Q: Do you have any favorite Sons of Spade yourself?
Well apart from Spade himself, there's Hammett's Continental Op. I'm a big Hammett fan, same with Chandler. They were the guys who got me started. There's also Ross MacDonald who I love. I'd even go so far as to say he's a better writer than either of them. Pelecanos and Lehane came along and reinvigorated the genre, also Walter Mosley and James Lee Burke. I love Burke. I don't think he's capable of writing a dull sentence. He's the writer I want to be when I grow up. And Mosley's Little Scarlet is one of the best PI novels ever. I also have a real soft spot for Arthur Lyons' Jacob Asch. Really sad when he died recently. I've read the lot.
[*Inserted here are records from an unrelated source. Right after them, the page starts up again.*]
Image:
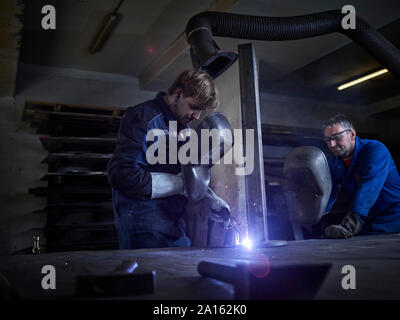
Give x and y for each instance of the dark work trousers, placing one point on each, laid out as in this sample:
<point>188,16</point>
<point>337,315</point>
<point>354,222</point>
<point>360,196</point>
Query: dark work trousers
<point>153,223</point>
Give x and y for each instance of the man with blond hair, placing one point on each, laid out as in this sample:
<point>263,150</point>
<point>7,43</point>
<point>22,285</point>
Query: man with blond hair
<point>149,199</point>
Q: In the last century we've seen new waves of PI-writers, first influenced by Hammett, then Chandler, Macdonald, Parker, later Lehane. Who do you think will influence the coming generation and in what way?
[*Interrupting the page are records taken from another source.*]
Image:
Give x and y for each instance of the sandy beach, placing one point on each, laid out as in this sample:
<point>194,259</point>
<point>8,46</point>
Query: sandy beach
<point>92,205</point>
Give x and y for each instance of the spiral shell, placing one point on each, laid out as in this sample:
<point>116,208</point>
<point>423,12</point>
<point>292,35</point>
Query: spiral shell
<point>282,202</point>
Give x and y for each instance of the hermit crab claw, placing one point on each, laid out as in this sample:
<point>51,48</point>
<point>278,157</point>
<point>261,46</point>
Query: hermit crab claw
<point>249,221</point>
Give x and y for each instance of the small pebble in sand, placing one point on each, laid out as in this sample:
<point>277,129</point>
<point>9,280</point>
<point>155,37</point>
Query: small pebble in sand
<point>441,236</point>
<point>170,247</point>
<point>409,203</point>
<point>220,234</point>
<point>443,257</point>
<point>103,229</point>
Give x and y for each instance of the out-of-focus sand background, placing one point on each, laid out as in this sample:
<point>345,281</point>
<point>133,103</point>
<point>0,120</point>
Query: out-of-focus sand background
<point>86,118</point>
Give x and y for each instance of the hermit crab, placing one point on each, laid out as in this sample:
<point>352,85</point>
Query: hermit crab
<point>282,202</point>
I think James Lee Burke will (he certainly has with me) because he's demonstrated time and time again that crime writing, and PI literature in particular, is not second rate literature. He's often criticised for writing the same novel over and over again, but god, what a novel! People used to say that about Ross Macdonald but it didn't stop him being brilliant. Burke is the same. His work is so complete, there's everything in there.
Q: Libby Hellman came up with the following question: why did you choose the PI vehicle through which to tell a crime fiction story, as opposed to a police procedural, amateur sleuth tale, or thriller?
I think it kind of chose me in a way. When my publisher asked me for a new series they gave me a shopping list of things they did and didn't want. One of the things they wanted was a detective figure but not a policeman because they thought they had been done to death. I agreed with them - I don't mind reading other people's police detectives but the thought of me researching and writing one just seemed like a recipe for boredom. But I had a bit of a problem because to my mind, with one or two noble exceptions (Ray Banks springs to mind), the PI character doesn't work in Britain because we don't have that kind of lone gunslinger mentality. So I had to make him operate as a PI in all but name. I came up with the idea of him being an information broker and although he does some of the stuff the traditional PI does, I kept the lines that he operated on deliberately vague, or I should say open, so I can use him as I see fit.
Q: What questions should we ask every PI writer we interview and what is your answer?
Oh god . . . Do you think that there is still space in the PI genre for it to expand and grow, or is it just a collection of stylistic tics left over from the last century? I suppose my answer would be naturally defensive. Yes, it can still grow as a genre, and I think that Joe Donovan, information broker with his dysfunctional family unit, is proof of that. But then I would say that, wouldn't I?